State of Tennessee v. NCAA (NIL injunction)

  • Quick refresher: In February 2024, a Tennessee federal district court entered an injunction prohibiting the NCAA from enforcing certain of its rules limiting NIL activity, including in connection with dealings between recruits and third parties like Collectives. A few months later, parties in the House case submitted now-familiar settlement terms that include changes to the rules regarding NIL. Some of those changes overlap with the Tennessee injunction, while other terms arguably conflict with them.
  • On Friday, January 31, 2025, reports emerged of a settlement in principle among the NCAA and plaintiff state attorneys general regarding the subject matter of the Tennessee injunction.
  • What’s next: We’ll await the terms of the proposed Tennessee settlement to hit the Court’s docket. Look for whether Tennessee settlement specifics sync with the proposed NIL structure contemplated by the House settlement.

Schroeder v. UO (Title IX)

  • On January 31, 2025, the University of Oregon submitted reply briefs in support of its motions to dismiss and for judgment in the Schroeder case. In response to plaintiffs’ argument that certain NIL arrangements must, but do not, comply with Title IX, UO argued, among other things, that media partner choices—which are beyond the scope of Title IX—drive publicity and account for NIL-dollar discrepancies. UO requested that the Court “find that Plaintiffs’ claims regarding NIL deals are specious and dismiss them from this case.”
  • What’s next: Oral argument on these motions is calendared for later this month, February 26, 2025.

Johnson (employment)

  • The Court ordered an agreement proposed by the parties to extend the time for defendants (the NCAA and certain member institutions) to respond to the plaintiffs’ amended complaint.
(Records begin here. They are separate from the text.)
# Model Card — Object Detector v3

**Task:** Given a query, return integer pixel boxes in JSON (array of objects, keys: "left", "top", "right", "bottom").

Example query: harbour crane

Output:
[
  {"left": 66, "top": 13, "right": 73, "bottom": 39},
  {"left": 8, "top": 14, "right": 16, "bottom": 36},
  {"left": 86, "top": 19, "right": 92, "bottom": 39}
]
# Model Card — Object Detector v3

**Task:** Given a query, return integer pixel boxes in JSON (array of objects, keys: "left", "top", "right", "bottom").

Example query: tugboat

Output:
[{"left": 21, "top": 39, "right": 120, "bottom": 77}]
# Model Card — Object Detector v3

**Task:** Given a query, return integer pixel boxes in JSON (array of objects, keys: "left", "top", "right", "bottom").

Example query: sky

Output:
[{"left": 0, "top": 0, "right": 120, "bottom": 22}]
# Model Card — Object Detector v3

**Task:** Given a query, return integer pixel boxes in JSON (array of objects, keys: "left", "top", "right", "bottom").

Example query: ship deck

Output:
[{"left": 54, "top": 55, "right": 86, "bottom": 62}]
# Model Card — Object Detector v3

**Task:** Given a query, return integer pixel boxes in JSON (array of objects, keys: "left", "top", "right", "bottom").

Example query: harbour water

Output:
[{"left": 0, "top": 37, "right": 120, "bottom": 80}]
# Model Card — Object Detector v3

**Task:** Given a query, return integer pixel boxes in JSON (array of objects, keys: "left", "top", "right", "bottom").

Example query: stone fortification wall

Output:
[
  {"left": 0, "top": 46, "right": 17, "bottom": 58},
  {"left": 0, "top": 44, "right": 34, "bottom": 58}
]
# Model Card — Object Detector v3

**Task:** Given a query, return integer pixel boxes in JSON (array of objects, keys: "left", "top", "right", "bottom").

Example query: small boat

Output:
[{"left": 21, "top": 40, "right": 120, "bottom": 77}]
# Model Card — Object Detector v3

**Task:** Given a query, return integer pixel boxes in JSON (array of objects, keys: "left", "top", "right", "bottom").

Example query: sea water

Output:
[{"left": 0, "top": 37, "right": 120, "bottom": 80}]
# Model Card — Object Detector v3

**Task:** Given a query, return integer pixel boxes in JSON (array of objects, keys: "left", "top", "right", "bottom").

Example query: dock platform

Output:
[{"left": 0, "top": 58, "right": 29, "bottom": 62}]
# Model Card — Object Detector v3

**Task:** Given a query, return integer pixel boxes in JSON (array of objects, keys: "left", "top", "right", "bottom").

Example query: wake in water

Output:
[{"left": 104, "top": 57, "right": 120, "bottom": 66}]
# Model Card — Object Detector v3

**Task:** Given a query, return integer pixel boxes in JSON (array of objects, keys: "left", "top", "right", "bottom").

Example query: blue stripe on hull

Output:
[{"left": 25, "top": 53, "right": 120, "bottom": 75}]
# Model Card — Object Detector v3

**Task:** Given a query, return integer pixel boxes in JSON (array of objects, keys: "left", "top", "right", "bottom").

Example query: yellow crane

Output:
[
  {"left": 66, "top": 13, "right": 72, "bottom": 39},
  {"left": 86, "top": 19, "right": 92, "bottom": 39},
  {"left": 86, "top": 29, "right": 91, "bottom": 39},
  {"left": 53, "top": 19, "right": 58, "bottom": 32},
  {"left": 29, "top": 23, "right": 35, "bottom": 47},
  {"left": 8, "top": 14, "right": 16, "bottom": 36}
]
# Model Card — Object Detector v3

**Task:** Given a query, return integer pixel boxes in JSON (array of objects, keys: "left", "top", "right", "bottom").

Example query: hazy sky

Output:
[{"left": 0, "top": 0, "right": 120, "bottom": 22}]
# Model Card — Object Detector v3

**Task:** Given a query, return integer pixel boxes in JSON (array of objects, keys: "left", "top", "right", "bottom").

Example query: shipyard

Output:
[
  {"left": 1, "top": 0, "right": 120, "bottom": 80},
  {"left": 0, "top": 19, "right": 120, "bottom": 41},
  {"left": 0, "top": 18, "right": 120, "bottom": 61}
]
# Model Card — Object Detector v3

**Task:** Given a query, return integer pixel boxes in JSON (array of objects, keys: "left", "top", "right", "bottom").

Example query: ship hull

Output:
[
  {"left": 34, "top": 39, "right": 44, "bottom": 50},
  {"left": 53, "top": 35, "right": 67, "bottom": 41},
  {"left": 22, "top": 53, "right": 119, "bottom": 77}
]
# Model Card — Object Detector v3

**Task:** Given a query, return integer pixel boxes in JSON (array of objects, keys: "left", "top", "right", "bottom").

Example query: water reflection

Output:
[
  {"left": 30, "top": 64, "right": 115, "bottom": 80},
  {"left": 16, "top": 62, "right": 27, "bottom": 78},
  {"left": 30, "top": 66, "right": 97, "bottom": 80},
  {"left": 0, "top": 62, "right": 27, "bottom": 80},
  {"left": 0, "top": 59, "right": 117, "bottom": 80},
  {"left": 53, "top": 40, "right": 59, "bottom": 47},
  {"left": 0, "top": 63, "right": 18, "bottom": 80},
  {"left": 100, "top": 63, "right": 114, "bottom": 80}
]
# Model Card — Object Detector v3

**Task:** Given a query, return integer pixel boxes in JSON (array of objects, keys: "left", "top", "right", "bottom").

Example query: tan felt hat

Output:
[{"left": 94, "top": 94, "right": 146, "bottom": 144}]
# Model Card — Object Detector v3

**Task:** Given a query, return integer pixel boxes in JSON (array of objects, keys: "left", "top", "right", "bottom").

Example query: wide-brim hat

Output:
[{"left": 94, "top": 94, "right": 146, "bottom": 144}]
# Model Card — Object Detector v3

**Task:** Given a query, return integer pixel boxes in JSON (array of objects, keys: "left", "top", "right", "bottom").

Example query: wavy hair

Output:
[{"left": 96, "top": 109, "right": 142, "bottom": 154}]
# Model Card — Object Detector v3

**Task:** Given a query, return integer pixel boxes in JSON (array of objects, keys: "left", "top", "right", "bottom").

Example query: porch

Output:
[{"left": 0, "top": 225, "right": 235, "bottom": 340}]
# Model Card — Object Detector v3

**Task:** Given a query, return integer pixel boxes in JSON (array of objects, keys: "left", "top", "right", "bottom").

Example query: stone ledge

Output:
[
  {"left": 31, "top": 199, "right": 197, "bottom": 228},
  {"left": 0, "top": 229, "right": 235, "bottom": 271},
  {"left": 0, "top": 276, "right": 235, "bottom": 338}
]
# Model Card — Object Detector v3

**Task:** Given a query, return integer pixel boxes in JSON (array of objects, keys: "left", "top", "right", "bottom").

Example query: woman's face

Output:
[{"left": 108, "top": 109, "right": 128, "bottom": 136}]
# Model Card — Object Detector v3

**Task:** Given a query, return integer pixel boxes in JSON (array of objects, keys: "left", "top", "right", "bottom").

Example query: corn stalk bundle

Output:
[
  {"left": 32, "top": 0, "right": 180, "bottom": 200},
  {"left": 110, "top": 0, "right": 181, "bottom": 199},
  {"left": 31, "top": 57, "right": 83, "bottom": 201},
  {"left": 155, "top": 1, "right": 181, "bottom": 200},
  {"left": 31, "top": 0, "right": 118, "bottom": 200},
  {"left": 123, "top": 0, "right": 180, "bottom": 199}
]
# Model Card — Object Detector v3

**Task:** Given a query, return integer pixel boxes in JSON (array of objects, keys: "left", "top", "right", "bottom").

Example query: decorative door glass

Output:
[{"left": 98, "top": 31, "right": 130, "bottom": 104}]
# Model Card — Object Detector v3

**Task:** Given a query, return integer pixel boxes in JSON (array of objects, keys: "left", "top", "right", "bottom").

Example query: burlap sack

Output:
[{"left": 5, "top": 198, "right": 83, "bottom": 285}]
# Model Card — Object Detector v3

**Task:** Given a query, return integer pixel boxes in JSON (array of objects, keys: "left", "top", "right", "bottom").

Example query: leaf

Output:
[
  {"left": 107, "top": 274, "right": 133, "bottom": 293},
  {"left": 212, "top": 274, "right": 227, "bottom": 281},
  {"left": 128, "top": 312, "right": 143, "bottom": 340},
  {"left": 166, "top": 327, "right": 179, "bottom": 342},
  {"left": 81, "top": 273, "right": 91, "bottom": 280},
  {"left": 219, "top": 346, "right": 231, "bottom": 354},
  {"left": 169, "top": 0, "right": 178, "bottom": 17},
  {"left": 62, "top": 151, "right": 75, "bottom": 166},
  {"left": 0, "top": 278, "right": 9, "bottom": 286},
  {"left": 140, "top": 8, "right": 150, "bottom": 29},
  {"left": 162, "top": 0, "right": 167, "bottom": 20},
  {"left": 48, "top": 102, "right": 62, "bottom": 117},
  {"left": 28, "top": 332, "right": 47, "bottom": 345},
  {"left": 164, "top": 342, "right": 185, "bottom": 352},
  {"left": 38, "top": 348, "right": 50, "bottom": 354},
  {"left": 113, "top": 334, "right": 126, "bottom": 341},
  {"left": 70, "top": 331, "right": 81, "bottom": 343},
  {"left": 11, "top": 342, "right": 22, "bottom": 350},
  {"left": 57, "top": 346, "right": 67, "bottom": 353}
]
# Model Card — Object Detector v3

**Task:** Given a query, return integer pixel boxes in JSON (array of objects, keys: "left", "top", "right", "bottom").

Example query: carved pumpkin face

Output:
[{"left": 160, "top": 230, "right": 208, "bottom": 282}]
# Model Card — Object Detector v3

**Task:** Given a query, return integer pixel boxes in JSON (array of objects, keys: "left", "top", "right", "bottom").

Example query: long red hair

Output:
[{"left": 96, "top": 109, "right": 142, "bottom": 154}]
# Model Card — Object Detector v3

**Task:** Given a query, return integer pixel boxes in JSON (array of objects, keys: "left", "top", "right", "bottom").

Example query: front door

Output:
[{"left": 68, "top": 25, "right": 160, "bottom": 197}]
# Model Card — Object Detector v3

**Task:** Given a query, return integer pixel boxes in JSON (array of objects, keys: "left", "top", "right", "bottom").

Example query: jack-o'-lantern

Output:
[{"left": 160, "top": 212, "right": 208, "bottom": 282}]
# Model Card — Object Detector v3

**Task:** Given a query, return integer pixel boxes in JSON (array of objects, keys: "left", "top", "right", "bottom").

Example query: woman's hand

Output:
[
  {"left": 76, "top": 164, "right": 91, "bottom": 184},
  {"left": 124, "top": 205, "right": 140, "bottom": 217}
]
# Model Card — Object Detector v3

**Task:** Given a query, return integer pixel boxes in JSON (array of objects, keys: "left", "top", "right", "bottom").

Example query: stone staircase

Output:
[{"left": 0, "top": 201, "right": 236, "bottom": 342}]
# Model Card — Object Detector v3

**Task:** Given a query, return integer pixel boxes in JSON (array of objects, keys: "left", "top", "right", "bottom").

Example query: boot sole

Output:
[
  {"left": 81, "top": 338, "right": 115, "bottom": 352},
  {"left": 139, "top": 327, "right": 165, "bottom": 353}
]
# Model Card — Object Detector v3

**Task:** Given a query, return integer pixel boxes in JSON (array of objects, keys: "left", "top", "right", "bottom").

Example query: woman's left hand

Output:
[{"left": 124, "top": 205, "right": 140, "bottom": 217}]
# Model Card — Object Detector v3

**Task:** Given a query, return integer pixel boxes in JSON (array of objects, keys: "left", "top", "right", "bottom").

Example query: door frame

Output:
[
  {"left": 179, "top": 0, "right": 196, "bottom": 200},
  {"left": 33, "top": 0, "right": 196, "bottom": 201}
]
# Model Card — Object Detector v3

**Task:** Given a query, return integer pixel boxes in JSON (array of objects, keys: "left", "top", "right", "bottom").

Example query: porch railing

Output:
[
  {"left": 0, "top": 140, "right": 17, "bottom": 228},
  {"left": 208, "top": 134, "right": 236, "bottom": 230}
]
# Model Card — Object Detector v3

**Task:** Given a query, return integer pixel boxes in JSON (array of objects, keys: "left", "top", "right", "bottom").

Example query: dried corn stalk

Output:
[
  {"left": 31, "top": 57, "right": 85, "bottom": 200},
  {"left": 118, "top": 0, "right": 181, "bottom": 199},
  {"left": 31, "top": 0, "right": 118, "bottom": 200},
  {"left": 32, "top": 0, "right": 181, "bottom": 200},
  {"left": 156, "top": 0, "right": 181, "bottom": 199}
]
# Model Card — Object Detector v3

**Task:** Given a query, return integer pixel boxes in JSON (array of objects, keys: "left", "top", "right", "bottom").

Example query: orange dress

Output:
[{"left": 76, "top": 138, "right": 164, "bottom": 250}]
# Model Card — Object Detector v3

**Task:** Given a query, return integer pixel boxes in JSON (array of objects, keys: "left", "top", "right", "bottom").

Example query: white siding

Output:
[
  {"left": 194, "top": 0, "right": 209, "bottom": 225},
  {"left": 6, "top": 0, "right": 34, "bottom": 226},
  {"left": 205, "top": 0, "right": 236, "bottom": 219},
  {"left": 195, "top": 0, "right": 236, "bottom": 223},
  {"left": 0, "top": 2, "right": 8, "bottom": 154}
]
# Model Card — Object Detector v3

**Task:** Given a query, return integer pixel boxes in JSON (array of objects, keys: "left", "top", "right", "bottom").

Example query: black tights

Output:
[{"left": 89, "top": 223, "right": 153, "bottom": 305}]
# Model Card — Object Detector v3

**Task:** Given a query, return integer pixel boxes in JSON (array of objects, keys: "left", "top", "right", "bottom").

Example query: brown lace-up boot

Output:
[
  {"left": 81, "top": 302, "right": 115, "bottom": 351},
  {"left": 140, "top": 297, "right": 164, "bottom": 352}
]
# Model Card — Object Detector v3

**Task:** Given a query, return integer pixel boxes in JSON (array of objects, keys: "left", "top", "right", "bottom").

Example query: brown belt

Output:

The response date, which had been February 7, 2025, was moved to March 24, 2025. The Court’s order also set a briefing schedule for defendants’ anticipated motion to dismiss.
  • What’s next: As House and its potential approval attracts more attention over the coming months, keep in mind that Johnson, in which plaintiffs separately seek that a broad range of student-athletes are recognized as employees and afforded treatment accordingly (minimum wage, benefits, rights, etc.), still looms.